Il punto

Cecilia Sala è «una questione di interesse nazionale»

È quanto ha detto Giorgia Meloni a Donald Trump durante la visita lampo a Mar-a-Lago, in Florida, secondo il Corriere della Sera
© FILIPPO ATTILI/CHIGI PALACE PRES
Red. Online
06.01.2025 09:00

Liberare Cecilia Sala «è una questione di interesse nazionale». Sì, la visita lampo di Giorgia Meloni a Mar-a-Lago, il quartier generale del presidente eletto Donald Trump, è servita (anche) per chiedere l'aiuto degli Stati Uniti nell'intricata vicenda geopolitica che riguarda, da un lato, la giornalista italiana – detenuta in Iran – e, dall'altro, Mohammad Abedininajafabadi, conosciuto come Abedini, l'ingegnere iraniano assunto da un laboratorio del Politecnico federale di Losanna come borsista post-dottorato dal 2019 al 2022 arrestato a Malpensa su richiesta proprio degli americani, che lo accusano di associazione per delinquere finalizzata alla violazione dell’International Emergency Economic Power Act ma anche di «fornitura di supporto materiale a un’organizzazione terroristica straniera, componenti elettroniche per la costruzione di armi letali, nella fattispecie droni».

Meloni, riferiscono i media italiani nel ricostruire il suo viaggio oltreoceano, si aspetta una linea «non radicale» da parte degli Stati Uniti.

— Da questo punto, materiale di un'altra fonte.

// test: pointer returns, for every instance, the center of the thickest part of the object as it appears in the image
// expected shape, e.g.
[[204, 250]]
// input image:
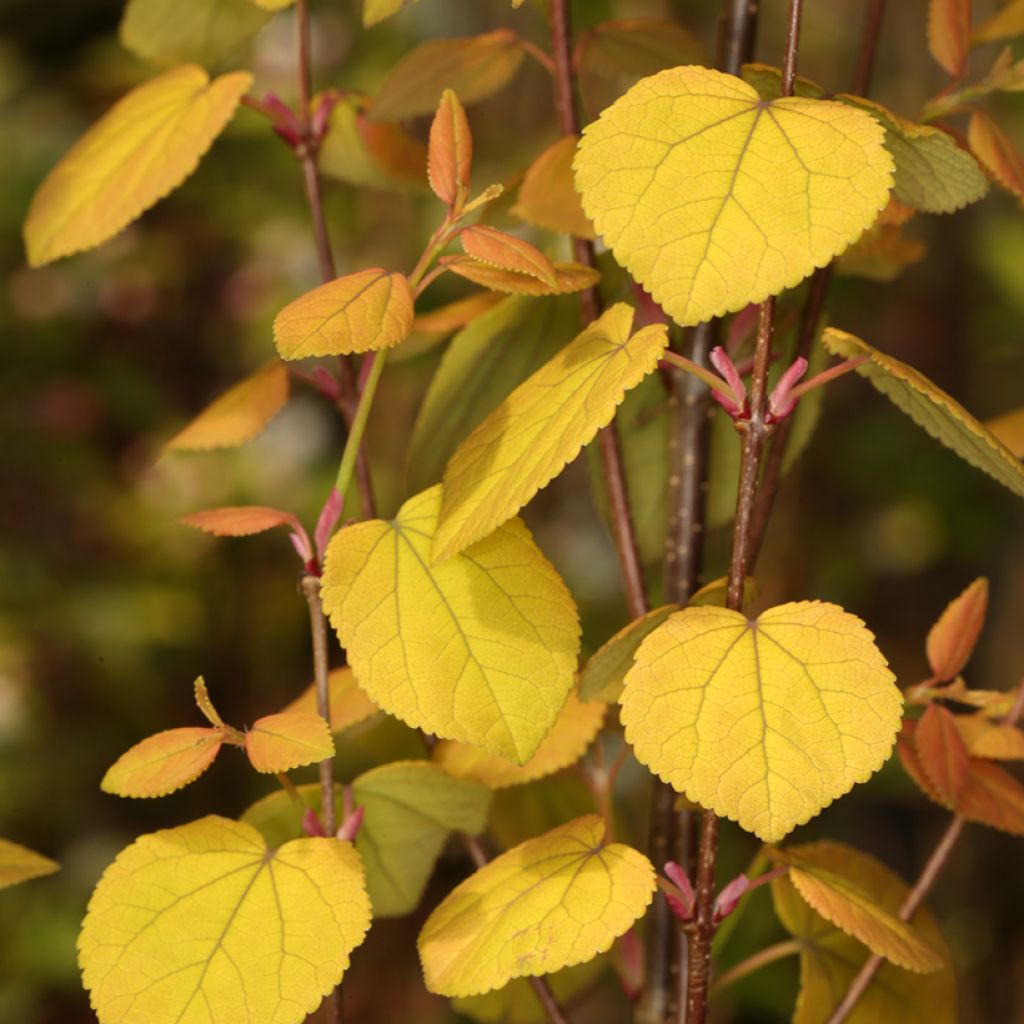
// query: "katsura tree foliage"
[[714, 189]]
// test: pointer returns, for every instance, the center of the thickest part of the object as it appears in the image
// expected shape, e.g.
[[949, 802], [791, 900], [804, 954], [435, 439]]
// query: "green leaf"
[[473, 69], [205, 32], [144, 146], [554, 901], [713, 198], [203, 923], [932, 409], [480, 648], [485, 360], [542, 426]]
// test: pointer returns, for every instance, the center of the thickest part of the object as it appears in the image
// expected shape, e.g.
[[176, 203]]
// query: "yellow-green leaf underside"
[[556, 900], [479, 648], [713, 198], [944, 418], [18, 863], [542, 426], [145, 145], [764, 721], [203, 923], [829, 958]]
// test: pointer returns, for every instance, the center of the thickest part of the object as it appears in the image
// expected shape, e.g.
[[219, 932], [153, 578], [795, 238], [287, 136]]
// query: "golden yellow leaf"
[[18, 863], [713, 198], [574, 729], [369, 309], [842, 902], [765, 721], [349, 704], [289, 739], [548, 198], [239, 415], [203, 923], [829, 958], [931, 408], [144, 146], [480, 648], [163, 763], [542, 426], [556, 900]]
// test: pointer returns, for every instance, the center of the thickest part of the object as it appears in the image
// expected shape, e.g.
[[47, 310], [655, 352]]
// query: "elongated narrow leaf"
[[542, 426], [289, 739], [163, 763], [18, 863], [411, 807], [829, 960], [144, 146], [951, 640], [473, 69], [203, 923], [206, 32], [932, 409], [548, 198], [556, 900], [480, 648], [574, 729], [366, 310], [239, 415], [764, 721], [713, 198]]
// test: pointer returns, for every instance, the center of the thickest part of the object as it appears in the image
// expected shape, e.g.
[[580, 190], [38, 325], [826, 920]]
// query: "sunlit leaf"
[[548, 198], [542, 426], [556, 900], [713, 198], [614, 55], [411, 807], [951, 640], [997, 155], [949, 34], [473, 68], [203, 923], [574, 729], [144, 146], [239, 415], [163, 763], [369, 309], [764, 721], [17, 863], [349, 704], [932, 409], [568, 278], [289, 739], [480, 648], [829, 958], [206, 32]]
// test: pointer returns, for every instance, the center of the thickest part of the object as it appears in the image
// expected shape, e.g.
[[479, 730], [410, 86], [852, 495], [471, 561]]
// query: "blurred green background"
[[109, 609]]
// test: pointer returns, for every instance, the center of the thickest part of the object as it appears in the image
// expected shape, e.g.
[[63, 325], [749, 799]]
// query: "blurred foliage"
[[109, 609]]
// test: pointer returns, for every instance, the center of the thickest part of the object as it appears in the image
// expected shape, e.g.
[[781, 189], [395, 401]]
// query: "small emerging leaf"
[[556, 900]]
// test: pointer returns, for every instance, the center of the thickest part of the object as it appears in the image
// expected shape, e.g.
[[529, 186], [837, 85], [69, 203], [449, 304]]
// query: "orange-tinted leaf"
[[366, 310], [941, 753], [568, 278], [239, 415], [163, 763], [450, 157], [287, 740], [548, 198], [949, 34], [952, 638], [349, 702], [996, 153], [506, 252]]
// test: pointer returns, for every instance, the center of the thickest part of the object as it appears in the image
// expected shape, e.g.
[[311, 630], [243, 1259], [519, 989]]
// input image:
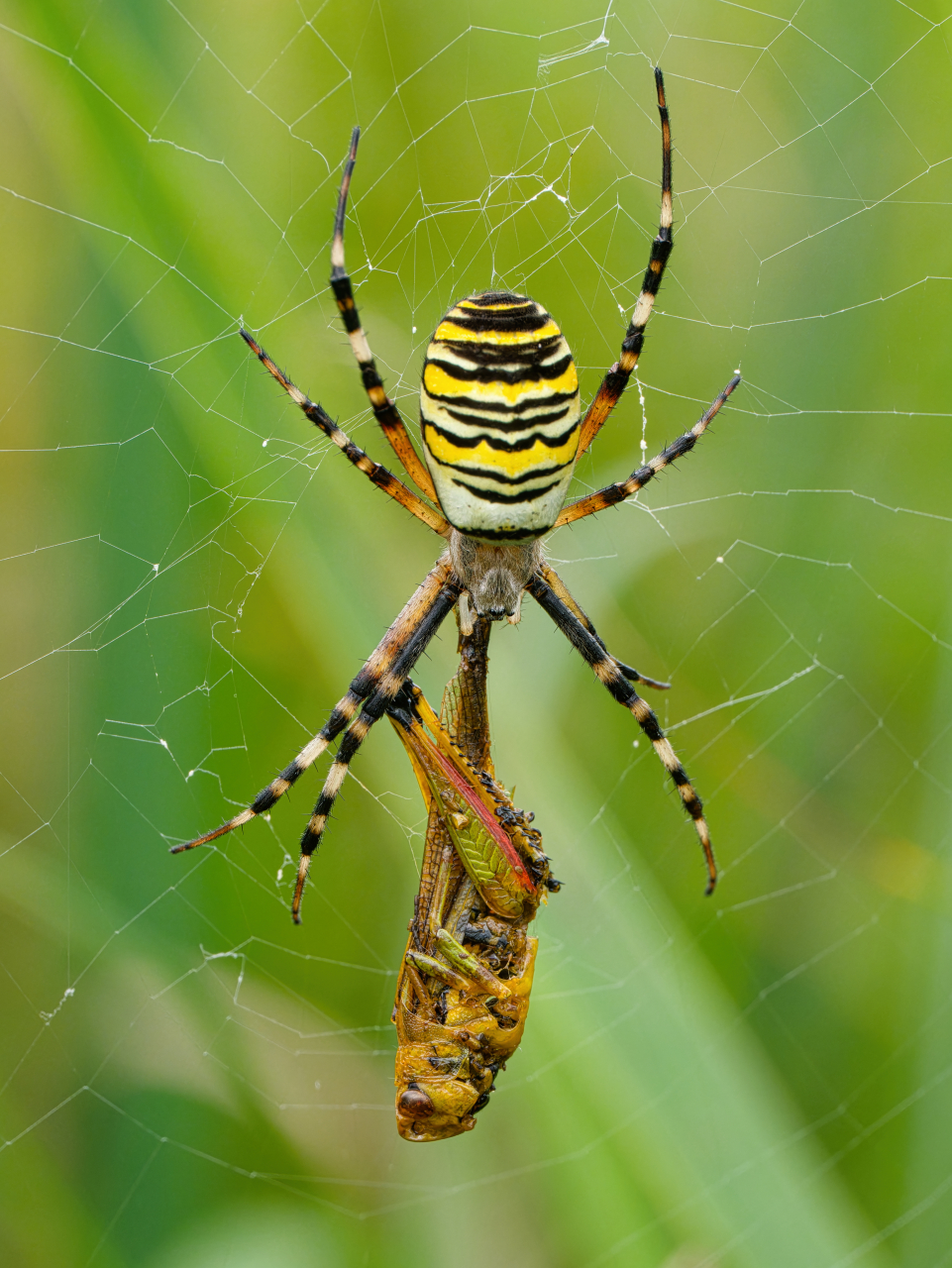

Di più, si aspetta che Trump chiuda un occhio sulla vicenda. Al netto dell'accordo su SpaceX con Elon Musk, che consentirà all'eccentrico miliardario di portare in Italia i suoi satelliti, la presidente del Consiglio ha voluto mettere un punto con l'alleato a stelle e strisce sulla questione Sala

Questo, secondo il Corriere della Sera, il virgolettato attribuito a Meloni: «È andata bene, sono più che soddisfatta. Siamo pronti a lavorare insieme in modo costruttivo e in un clima di reciproca fiducia». La visita lampo, leggiamo, ha colto di sorpresa i colleghi di governo. Non ne sapeva nulla, ad esempio, Antonio Tajani e lo stesso dicasi per Matteo Salvini, che il prossimo 20 gennaio parteciperà all'insediamento di Donald Trump. Salvini, a suo tempo, si era autoproclamato referente del tycoon in Europa. Ma sembrerebbe che Trump abbia scelto un altro partner, Meloni appunto. Il viaggio avrebbe spazientito il Ministero degli Affari Esteri e alcune componenti dei servizi di sicurezza, sebbene motivato, come detto, anche dalle esigenze del caso Sala. Sul quale Trump, prima dell'insediamento, non può fare nulla. L'ottimismo, tuttavia, non manca: Abedini, infatti, non sarebbe una pedina di primo piano per gli Stati Uniti.

La Corte di Appello di Milano, rimanendo su Abedini, ha fissato al 15 gennaio l'udienza per discutere gli arresti domiciliari dell'ingegnere. La difesa ritiene che, per scacciare ogni dubbio sulle possibilità di fuga, sia sufficiente un appartamento con garanzia del Consolato iraniano. Secondo Washington, tuttavia, il soggetto avrebbe ampie possibilità di lasciare l'Italia in simili condizioni. In mezzo, il ministro della Giustizia, Carlo Nordio. Il quale, forte di un articolo del codice di procedura penale, il 718, potrebbe liberare in qualsiasi momento Abedini. Un intervento puramente politico, ma secondo alcuni ora più che mai necessario. Fra le accuse mosse all'ingegnere iraniano c'è anche quella di far parte dell'IRGC, il Corpo delle guardie rivoluzionarie islamiche, un'organizzazione terroristica per Washington ma non per l'Italia e la quasi totalità dell'Unione Europea. Non solo, Abedini non figura in alcuna blacklist. Insomma, ci sarebbe margine per convincere Washington. A maggior ragione se, come è filtrato, Meloni ha fatto leva con Trump sulla cosiddetta priorità costituzionale dei diritti dell’individuo. «Se salvare un americano è per la dottrina USA come salvare la ragione di vita di una nazione, così deve valere per l’Italia» il ragionamento fatto dalla premier.